Training Machine Learning Potentials
This tutorial explains how to train machine learning potentials using CURATOR. CURATOR uses Hydra for managing hyperparameters and configuration files, allowing you to leverage a wide range of Hydra features for flexible experimentation.
Training and evaluation are powered by the PyTorch Lightning framework, enabling the use of advanced deep learning features with minimal effort.
Preparing Data
Training equivariant neural network potentials is beginner-friendly with CURATOR. All hyperparameters are pre-defined except for the datapath. Therefore, the only required input to train a model is the ab-initio dataset.
CURATOR uses ASE’s API to read atomistic structures, so any format supported by ASE is compatible. For example, you can use an OUTCAR file from a VASP calculation or an ASE-compatible .traj file.
A minimal training task can be launched with:
curator-train data.datapath=water.traj
This employs CURATOR’s default settings, using the PaiNN model architecture. If you want to customize hyperparameters, you can either:
Use the command-line override:
curator-train model/representation=nequip
Or specify them in a separate YAML configuration file:
curator-train cfg=user_cfg.yaml
You can define any parameters in the config file. For reference, the meanings of different parameters are documented under curator/configs/. Once a job is run, a complete config.yaml file will be generated. This file contains the effective configuration and can be reused or modified for future tasks.
All other CURATOR tasks (e.g., selection, evaluation) can be initiated in the same way.
Using Hydra’s Defaults List
CURATOR supports multiple equivariant GNN architectures, including PaiNN, NequIP, and MACE. Switching between them usually requires updating many hyperparameters, which can be cumbersome.
Hydra’s defaults list allows you to easily switch architectures by referencing a pre-defined configuration:
defaults:
- model/representation: mace
Similarly, you can configure other components such as loss functions, loggers, and evaluation metrics.
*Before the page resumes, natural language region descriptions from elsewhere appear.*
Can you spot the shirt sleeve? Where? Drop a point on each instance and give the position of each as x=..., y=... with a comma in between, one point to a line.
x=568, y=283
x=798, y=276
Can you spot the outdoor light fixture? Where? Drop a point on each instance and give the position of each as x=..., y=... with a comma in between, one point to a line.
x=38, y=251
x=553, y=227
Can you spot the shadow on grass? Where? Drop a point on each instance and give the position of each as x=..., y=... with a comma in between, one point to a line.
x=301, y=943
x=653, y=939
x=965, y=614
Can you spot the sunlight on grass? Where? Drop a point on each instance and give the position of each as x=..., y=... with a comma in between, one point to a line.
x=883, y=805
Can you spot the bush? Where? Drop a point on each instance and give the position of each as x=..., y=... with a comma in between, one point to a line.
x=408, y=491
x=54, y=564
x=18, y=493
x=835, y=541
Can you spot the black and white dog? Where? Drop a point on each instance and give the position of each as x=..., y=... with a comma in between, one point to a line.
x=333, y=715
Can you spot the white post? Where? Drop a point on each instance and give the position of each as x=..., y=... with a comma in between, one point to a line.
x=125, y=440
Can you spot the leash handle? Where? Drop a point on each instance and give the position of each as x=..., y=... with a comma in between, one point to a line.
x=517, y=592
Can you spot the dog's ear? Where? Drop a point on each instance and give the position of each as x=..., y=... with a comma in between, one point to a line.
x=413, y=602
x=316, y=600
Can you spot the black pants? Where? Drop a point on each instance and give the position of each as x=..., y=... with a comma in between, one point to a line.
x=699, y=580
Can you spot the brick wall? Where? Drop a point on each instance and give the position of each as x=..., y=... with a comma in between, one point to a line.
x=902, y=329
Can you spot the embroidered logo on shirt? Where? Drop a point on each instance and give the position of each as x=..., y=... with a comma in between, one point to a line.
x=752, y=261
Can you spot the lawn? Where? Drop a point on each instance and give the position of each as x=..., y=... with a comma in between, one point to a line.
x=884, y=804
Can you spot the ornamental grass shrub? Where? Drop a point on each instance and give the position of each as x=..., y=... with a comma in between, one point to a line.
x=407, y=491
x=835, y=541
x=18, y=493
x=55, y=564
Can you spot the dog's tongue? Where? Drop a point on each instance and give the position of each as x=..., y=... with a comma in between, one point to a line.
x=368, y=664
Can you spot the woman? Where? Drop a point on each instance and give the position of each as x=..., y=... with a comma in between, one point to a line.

For example:
defaults:
- task/outputs: energy_force_virial
- trainer/logger: wandb
Instantiating Objects in Python
You may wish to create models or datasets programmatically from a config file. CURATOR supports this via Hydra’s instantiate function.
1from hydra.utils import instantiate
2from curator.utils import read_user_config
3
4cfg = read_user_config("user_cfg.yaml", config_name="train.yaml")
5model = instantiate(cfg.model)
6data = instantiate(cfg.data)
7data.setup()
Hydra supports recursive instantiation and parameter overrides:
1data = instantiate(cfg.data, batch_size=32)
More examples can be found in the Hydra instantiate documentation.
Saving model and restart training
CURATOR automatically saves model checkpoints during training using PyTorch Lightning’s built-in ModelCheckpoint callback. By default, it saves the latest and best-performing checkpoints according to validation loss.
The checkpoints will be saved to model_path/best_model_{epoch}_{step}_{val_total_loss:.2f}.ckpt.
You can also customize checkpointing behavior in the configuration file, for example to save checkpoints for every N epoch:
trainer:
callbacks:
- _target_: pytorch_lightning.callbacks.ModelCheckpoint
dirpath: model_path
save_top_k: -1
every_n_epochs: 10 # can be any integers
To resume training from a specific checkpoint:
curator-train model_path=model_path/best_model_epoch=10.ckpt
Multi-GPU Training
PyTorch Lightning makes multi-GPU training easy and scalable. To enable multi-GPU training, modify the following options in your YAML file:
1. Specify Number of GPUs
Set the number of GPUs using the trainer.devices option.
2. Choose the Distributed Strategy (Recommended: ddp)
Use the Distributed Data Parallel (DDP) strategy by setting trainer.strategy to "ddp". This is the most commonly used and recommended strategy for multi-GPU training.
3. Adjust Batch Size
Multiply your original batch size by the number of GPUs so that each GPU processes the same amount of data as in single-GPU training.
4. Enable Mixed Precision (Optional)
For faster training and lower memory usage, enable automatic mixed precision by setting trainer.precision to "16-mixed" (for PyTorch >= 1.6).
trainer:
devices: <number_of_gpus>
strategy: ddp
precision: 16-mixed # Optional: enables mixed precision
data:
batch_size: <batch_size_per_gpu> * <number_of_gpus>
Note
For example, if you previously used batch_size: 32 on a single GPU, and now want to use 4 GPUs, set batch_size: 128.
ddp ensures each GPU handles a portion of the data in parallel and synchronizes gradients efficiently. Mixed precision further speeds up training while reducing GPU memory usage.
cuEquivariance acceleration
cuEquivariance is an NVIDIA Python library to accelerate GPU kernel for graph neural networks. It can speed up training and inference of MACE and nequip models significantly. To enable cuEquivariance acceleration in CURATOR, simply set:
model:
representation:
use_cueq: true
This will automatically apply cuEquivariance optimized layers where available.